Red Cross responds to claims $85m of bushfire donations are yet to be handed out

Australia’s leading charities have defended their plan of action after it was revealed less than one third of donations made for bushfire victims had been handed out.

The Australian Red Cross has so far received a confirmed $95 million to date but revealed on Wednesday only $30 million of that had been distributed to victims.

On Thursday Red Cross Director of Australian Services Noel Clement said the figure raised was now closer to $115 million.

The revelation sparked anger right across the country, with the charity’s failure to release all the funds described as “disgraceful” online.

Mr Clement quashed reports the charity was planning to use the remaining funds to support future disasters during an appearance on Channel Nine’s Today on Thursday morning.

“What we are planning is phases of support for people,” he said.

“The balance of those funds is for the bushfires.

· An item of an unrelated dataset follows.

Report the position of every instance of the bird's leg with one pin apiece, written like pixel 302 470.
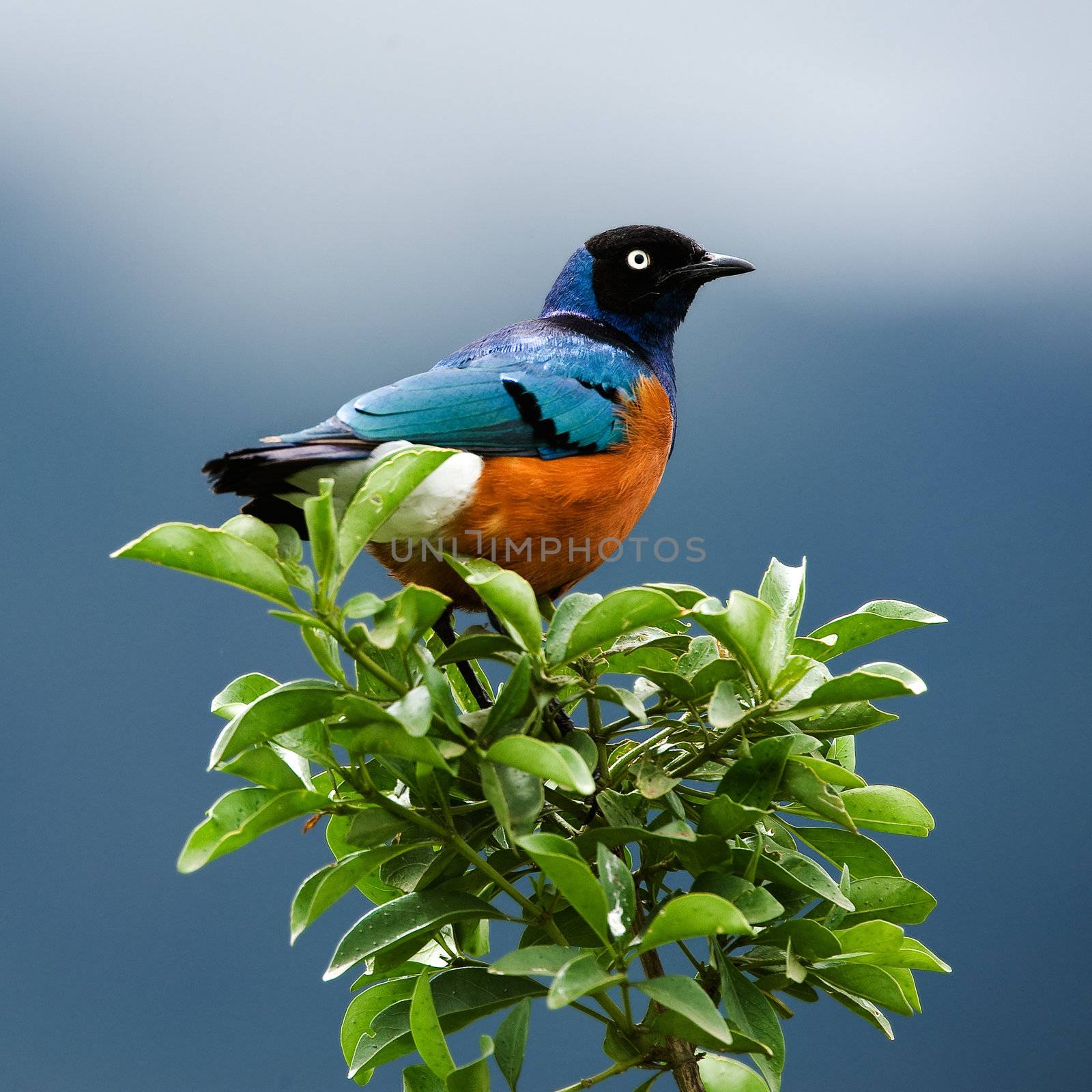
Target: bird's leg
pixel 445 629
pixel 554 710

What we’re talking about is further immediate relief so as we become clearer on needs we will announce further support and longer term support.

“Keep in mind there are people who will need to rebuild and there are people who will need support for that. We want funds to be able to do that.”

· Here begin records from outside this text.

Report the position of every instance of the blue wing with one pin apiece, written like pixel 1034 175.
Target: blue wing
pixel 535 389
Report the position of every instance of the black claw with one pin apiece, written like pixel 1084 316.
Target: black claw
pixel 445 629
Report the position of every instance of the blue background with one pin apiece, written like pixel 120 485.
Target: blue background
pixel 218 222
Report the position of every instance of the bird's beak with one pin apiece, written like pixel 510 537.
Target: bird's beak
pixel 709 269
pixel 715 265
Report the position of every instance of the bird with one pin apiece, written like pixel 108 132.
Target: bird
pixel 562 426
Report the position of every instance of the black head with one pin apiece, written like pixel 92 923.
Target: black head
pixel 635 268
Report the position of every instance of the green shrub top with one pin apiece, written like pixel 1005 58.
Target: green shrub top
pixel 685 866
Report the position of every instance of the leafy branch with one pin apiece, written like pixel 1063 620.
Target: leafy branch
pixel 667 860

Mr Clement said over 60,000 people have been supported since September.

Pictured is Noel Clement of the Red Cross in a navy suit appearing on Today from Melbourne.
Noel Clement of the Red Cross said funds would not be used for other crises. Source: Today

He said 700 bushfire victims had so far benefited from $10,000 in grants. More than 2500 homes have so far been destroyed nationwide.

Mr Clement said the Red Cross is working through the remaining applications for immediate relief as quickly as possible, with applications normally taking six days.

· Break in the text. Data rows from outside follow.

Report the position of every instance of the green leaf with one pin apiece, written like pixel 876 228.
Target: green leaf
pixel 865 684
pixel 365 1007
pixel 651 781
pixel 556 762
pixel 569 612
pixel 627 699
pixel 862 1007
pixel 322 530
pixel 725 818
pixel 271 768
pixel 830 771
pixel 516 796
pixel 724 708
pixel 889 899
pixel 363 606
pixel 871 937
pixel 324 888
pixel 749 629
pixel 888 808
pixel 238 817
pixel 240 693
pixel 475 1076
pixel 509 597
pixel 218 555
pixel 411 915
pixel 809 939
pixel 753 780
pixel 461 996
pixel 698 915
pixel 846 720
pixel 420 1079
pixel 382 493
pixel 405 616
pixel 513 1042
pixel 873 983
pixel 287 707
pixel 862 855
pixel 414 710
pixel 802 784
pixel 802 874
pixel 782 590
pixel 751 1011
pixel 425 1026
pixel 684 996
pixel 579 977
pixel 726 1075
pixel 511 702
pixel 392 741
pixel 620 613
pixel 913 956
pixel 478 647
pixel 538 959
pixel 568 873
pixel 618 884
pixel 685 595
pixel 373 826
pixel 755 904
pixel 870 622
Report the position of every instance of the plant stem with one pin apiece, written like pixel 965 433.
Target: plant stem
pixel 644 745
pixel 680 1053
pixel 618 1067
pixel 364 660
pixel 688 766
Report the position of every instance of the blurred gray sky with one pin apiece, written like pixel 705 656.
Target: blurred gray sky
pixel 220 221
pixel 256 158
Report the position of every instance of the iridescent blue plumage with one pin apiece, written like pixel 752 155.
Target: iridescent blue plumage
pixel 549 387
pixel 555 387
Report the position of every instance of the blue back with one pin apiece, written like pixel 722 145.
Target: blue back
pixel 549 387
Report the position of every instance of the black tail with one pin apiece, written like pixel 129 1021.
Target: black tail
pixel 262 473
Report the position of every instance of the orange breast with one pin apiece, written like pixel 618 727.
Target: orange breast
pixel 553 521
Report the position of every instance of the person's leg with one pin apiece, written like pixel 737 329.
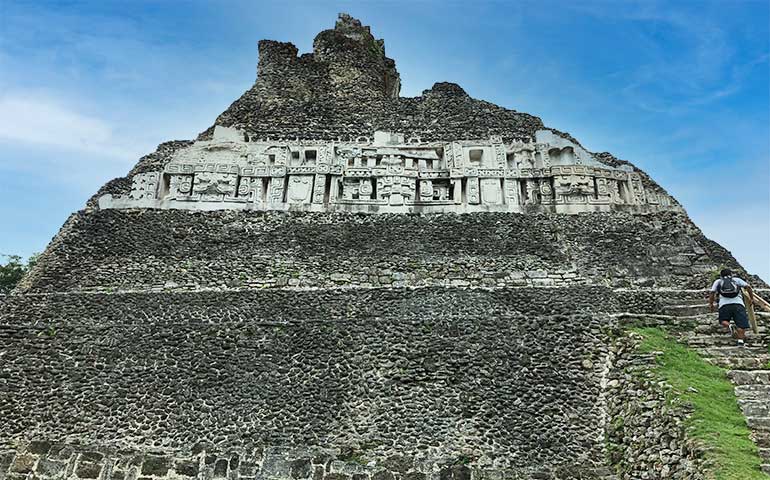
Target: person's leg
pixel 724 319
pixel 741 321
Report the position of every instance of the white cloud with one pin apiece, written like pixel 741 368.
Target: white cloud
pixel 742 229
pixel 43 121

He said it was vital to ensure the funds ended up in the right hands and that the Red Cross was “committed” to working in affected communities for the next three years.

Charity bosses invited to see the devastation

However NSW Transport Minister Andrew Constance, whose local community on the south coast was ravaged by fire, said the response was unacceptable.

“The money is needed now, not sitting in a Red Cross bank account earning interest so they can map out their next three years and do their marketing,” Mr Constance said.

“How dare they say publicly they’re only going to spend a third of the donations on people when people are traumatised and in crisis.”

CANBERRA, Jan. 18, 2020 -- Photo taken on Jan. 18, 2020 shows a man shedding tears on the property ruins left by the bushfire in Mogo town, a two-hour drive from Canberra, Australia. At least 28 people have lost their lives and more than 2,000 homes been destroyed across the country in this bushfire season in Australia. (Photo by Chu Chen/Xinhua via Getty) (Xinhua/Chu Chen via Getty Images)
Andrew Constance says victims, such as this man and woman pictured in Mogo, need the money now. Source: Getty

He invited charity bosses to visit the decimated communities where Mr Constance said people were sleeping rough in their burnt-out properties.

"Meet me in Batemans Bay at 8.00am on Saturday and I'll drive you the 300 kilometres of devastation on the far south coast,” he said.

St Vincent De Paul’s NSW CEO Jack de Groot told 7News he understood Mr Constance’s anger and was willing to accept his offer.

His charity has so far raised $12.5m with $1.1m distributed to eligible victims.

NSW Minister for Police and Emergency Services David Elliott urged charities to “pull your finger out”.

His comments accompanied a wave of anger online, with some vowing never to donate to certain charities again.

“This is going to be one of the worst acts of legalised fraud in Australian history!” one person said on Twitter.

“This is disgusting,” another declared.